Seperti itu penjelasan definisi sebenarnya dari kata hikmat.
Karena jika individu membiarkan kesalahan pemikiran ini bermetastasis, hal itu pada gilirannya pasti akan menyebabkan konflik psikis batin, yang pada akhirnya memanifestasikan dirinya sebagai neurosis dari segala jenis, misalnya depresi, kecemasan, dll. Ketika media sosial ditambahkan ke seluruh shebang, hal-hal mendapatkan urutan besarnya lebih kacau. Anda lihat, teknologi ini berkembang dengan cara yang, sejujurnya, terlalu cepat untuk diimbangi oleh mesin daging seberat 3 pon yang terletak di antara telinga Anda. Ini melahirkan banyak masalah:
- Pikiran yang Terkuras
Pada akhirnya, yang terjadi adalah kita terjebak dalam lingkaran setan ini:
Jika ilustrasinya tidak cukup jelas, lebih banyak omong kosong = lebih sedikit kemampuan untuk mengembangkan kebijaksanaan = lebih sedikit kebijaksanaan = peningkatan kerentanan terhadap omong kosong.
Apakah Anda melihat ke mana saya pergi dengan ini? ruang gema bonafide dari omong kosong.
2. Klub Pikiran Khawatir: Eksplorasi Kecemasan dan Depresi
Aman untuk mengatakan bahwa ada awan gelap gangguan neurotik yang mengintai peradaban manusia. Mengapa orang begitu tertekan? Mengapa orang begitu cemas? Mengingat sifat subyektif dari pengalaman manusia, mudah untuk berpikir bahwa setiap orang memiliki alasan untuk merasa sedih seperti mereka, tetapi saya tidak begitu mudah diyakinkan. Psikolog mana pun yang layak mendapat garamnya harus dapat mengenali bahwa skala di mana gangguan ini lazim di populasi pada umumnya kemungkinan besar merupakan produk rekayasa sosial.
Saya mengadopsi posisi “ Turklean” yang berpendapat bahwa kita membuka kotak Pandora dengan membiarkan teknologi maju lebih cepat daripada yang dapat diimbangi oleh mesin neurobiologis dan kognitif kita.

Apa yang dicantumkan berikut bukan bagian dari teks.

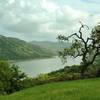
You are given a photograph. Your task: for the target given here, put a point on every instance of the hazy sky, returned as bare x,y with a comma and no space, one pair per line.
45,19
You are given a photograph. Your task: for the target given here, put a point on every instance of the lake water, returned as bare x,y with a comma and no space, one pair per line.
38,66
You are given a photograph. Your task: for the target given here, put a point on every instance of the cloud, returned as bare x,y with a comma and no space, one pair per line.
44,19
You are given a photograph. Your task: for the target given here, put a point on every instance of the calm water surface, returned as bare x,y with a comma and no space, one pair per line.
38,66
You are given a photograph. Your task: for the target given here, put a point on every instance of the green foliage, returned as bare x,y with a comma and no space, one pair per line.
88,89
12,49
11,78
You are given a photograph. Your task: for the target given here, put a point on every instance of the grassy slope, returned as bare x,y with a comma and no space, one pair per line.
74,90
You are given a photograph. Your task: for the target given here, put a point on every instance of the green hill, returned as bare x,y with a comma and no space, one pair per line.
88,89
52,46
13,48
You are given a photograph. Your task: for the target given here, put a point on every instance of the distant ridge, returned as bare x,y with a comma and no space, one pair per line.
52,46
15,49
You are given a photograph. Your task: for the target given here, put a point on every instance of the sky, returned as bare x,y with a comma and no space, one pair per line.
44,20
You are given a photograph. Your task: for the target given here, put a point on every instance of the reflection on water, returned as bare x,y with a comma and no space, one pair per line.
35,67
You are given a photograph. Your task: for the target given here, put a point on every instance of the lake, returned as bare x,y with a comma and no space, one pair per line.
35,67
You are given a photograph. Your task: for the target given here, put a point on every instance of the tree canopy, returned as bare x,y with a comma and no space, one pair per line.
88,48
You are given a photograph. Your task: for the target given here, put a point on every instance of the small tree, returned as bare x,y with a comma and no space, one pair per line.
87,48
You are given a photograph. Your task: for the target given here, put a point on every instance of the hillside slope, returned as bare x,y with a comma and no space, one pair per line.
52,46
13,48
88,89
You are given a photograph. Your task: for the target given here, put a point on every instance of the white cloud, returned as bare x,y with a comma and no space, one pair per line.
44,18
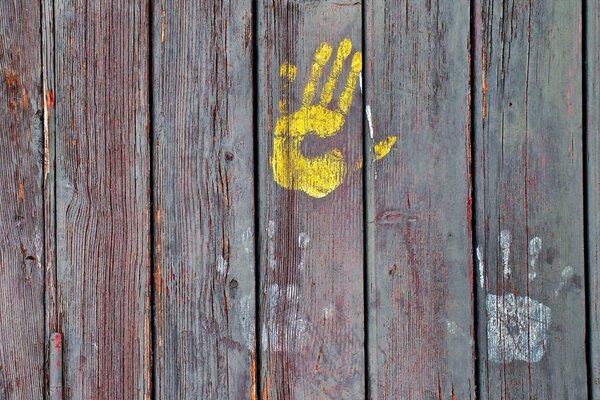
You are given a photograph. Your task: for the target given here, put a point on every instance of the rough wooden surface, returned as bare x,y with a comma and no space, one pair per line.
592,80
420,281
528,168
21,210
102,171
311,266
204,191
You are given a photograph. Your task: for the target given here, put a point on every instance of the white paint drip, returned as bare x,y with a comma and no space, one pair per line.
505,240
303,241
270,245
535,247
360,81
566,275
247,320
369,120
517,328
247,237
221,265
481,267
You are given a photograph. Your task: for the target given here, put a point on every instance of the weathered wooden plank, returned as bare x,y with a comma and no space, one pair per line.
21,193
311,218
592,81
102,173
204,191
420,281
528,168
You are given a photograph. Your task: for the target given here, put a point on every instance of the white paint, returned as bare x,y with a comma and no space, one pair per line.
303,241
481,267
247,320
287,330
221,265
517,328
566,275
270,245
369,120
535,247
360,81
505,240
247,240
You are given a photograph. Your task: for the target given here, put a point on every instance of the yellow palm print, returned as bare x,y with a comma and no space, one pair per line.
316,176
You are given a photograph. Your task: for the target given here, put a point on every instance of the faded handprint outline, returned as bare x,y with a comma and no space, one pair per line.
517,326
316,176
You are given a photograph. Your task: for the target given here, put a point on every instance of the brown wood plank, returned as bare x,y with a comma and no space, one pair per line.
592,79
204,207
102,171
420,280
528,168
22,210
311,218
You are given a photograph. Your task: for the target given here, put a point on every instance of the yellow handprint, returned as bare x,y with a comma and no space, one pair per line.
316,176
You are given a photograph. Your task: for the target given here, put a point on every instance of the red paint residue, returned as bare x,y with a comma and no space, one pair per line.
50,97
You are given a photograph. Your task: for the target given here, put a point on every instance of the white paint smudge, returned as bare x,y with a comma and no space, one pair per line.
270,244
481,267
566,275
303,241
535,247
360,81
247,240
505,239
369,120
221,265
247,320
517,328
286,330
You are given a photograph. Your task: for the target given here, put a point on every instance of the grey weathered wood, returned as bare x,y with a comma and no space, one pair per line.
49,166
528,168
103,206
420,280
311,298
592,80
204,207
21,211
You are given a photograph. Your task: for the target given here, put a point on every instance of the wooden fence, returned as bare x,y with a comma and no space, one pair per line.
300,199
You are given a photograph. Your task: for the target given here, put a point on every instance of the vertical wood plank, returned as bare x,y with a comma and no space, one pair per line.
529,233
592,79
102,173
311,299
204,191
21,213
420,277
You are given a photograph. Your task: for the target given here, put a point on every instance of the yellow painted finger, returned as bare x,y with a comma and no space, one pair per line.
343,52
346,97
321,57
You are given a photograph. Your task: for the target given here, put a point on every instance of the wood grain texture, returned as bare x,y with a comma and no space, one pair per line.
420,280
592,80
528,168
311,279
204,196
102,172
21,213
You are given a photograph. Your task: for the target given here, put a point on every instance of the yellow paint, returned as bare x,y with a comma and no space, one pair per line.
316,176
382,148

Teknologi ini menggoreng otak kita.
Literatur psikologis menunjukkan bahwa smartphone, TV, dan media sosial kita memiliki efek merugikan pada otak kita. Hal yang menarik adalah mayoritas penduduk mengetahui hal ini, namun kami secara kompulsif menggunakan perangkat dan platform ini. Nah, sebelum Anda menyalahkan diri sendiri karena memiliki pengaturan diri yang buruk, ingatlah bahwa raksasa teknologi ini telah mempersenjatai psikologi untuk membuat Anda tetap terhubung ke ponsel seperti tikus. Maksud saya baik secara kiasan maupun harfiah dalam arti bahwa metode ini dikembangkan oleh seorang psikolog bernama BF Skinner yang, Anda tahu apa?….Informasi yang berlebihan.

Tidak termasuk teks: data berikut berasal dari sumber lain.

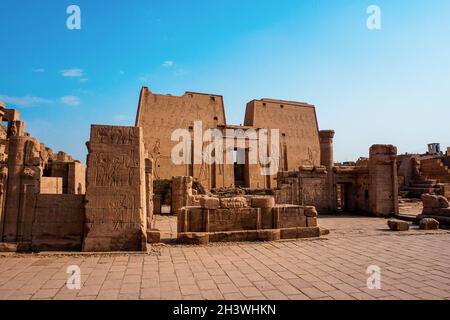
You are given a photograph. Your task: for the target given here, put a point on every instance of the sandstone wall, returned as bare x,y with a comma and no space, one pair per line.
58,223
51,185
160,115
116,217
298,127
383,192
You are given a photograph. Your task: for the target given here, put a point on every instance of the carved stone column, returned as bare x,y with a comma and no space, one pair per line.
383,189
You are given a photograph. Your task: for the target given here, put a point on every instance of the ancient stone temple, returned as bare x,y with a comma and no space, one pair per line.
41,192
161,115
116,214
307,174
276,176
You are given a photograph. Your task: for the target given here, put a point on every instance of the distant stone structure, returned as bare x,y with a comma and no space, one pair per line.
41,193
50,201
435,207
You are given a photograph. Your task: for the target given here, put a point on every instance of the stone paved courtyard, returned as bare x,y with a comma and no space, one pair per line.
414,265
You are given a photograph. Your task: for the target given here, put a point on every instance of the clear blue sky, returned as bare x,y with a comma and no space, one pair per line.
386,86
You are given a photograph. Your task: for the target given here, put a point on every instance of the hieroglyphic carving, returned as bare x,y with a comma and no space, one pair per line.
115,193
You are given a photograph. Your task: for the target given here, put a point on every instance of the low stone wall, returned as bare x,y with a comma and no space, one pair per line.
58,223
435,207
245,219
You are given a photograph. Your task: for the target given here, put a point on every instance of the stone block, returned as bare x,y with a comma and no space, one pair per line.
431,201
229,236
288,233
233,203
398,225
310,232
8,247
269,235
263,202
209,202
310,212
311,221
429,224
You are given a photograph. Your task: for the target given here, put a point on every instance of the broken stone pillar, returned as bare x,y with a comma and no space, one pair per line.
326,148
181,193
383,189
14,188
327,160
116,217
3,186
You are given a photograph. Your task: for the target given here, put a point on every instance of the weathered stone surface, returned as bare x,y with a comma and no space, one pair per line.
398,225
269,235
233,203
209,202
153,236
311,212
191,238
116,216
300,233
429,224
8,247
263,202
431,201
311,221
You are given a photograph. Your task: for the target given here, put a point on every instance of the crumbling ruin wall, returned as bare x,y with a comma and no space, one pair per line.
299,133
26,168
115,191
435,169
309,186
383,192
58,222
435,207
245,219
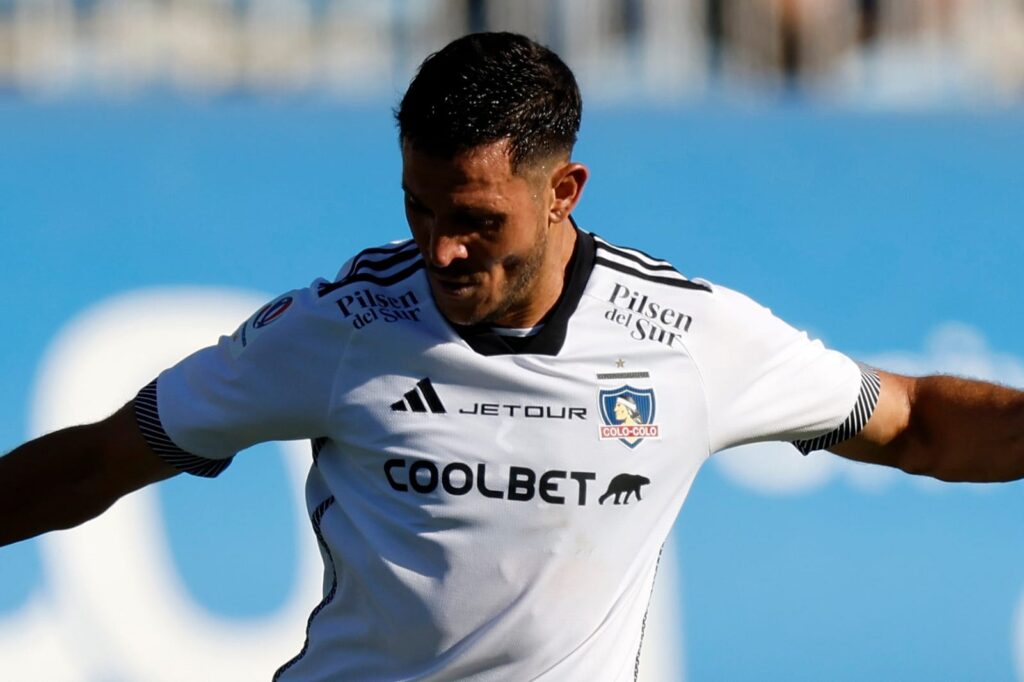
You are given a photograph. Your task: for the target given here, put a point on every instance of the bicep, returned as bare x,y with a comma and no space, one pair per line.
876,443
126,460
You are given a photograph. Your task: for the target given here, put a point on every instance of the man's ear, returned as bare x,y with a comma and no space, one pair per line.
566,187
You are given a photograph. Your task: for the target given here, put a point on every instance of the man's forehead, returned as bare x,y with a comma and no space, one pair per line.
486,162
481,170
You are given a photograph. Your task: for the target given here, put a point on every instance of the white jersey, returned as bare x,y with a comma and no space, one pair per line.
488,507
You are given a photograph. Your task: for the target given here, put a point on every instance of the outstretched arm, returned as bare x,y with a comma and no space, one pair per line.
69,476
949,428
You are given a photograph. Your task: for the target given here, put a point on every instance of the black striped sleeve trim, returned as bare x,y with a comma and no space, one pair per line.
316,518
870,385
650,264
360,258
385,263
147,418
387,281
672,282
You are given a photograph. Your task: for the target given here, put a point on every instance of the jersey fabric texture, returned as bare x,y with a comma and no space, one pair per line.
492,507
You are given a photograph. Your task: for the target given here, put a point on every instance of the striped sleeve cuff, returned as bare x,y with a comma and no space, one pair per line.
147,418
869,387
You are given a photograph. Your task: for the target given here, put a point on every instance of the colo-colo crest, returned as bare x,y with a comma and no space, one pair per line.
629,415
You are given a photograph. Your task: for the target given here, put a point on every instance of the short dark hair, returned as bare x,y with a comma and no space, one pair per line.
486,87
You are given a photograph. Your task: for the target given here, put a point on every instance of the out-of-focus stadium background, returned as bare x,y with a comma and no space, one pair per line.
165,165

Siapa pun yang pernah menderita depresi atau gangguan kecemasan mengetahui rentetan pikiran negatif dan tidak logis yang terus-menerus membanjiri pikiran mereka. Saya tidak tahu tentang Anda, tetapi tidak mungkin saya dapat mengembangkan sedikit pun kebijaksanaan ketika sebagian besar proses kognitif saya terlalu sibuk terbebani oleh pikiran-pikiran maladaptif ini. Ketika seseorang dalam keadaan ini, menjadi lebih sulit untuk berpikir jernih dan objektif. Kemampuan untuk merenungkan pengalaman Anda, menimbang perspektif yang berbeda dan menarik percakapan yang bermakna (semuanya merupakan kualitas kunci untuk mencapai kebijaksanaan) keluar jendela.
Ini adalah masalah yang sangat serius yang sedang kita hadapi dan dalam artikel saya berikutnya saya akan menawarkan solusi tentang apa yang dapat Anda lakukan untuk keluar dari matriks.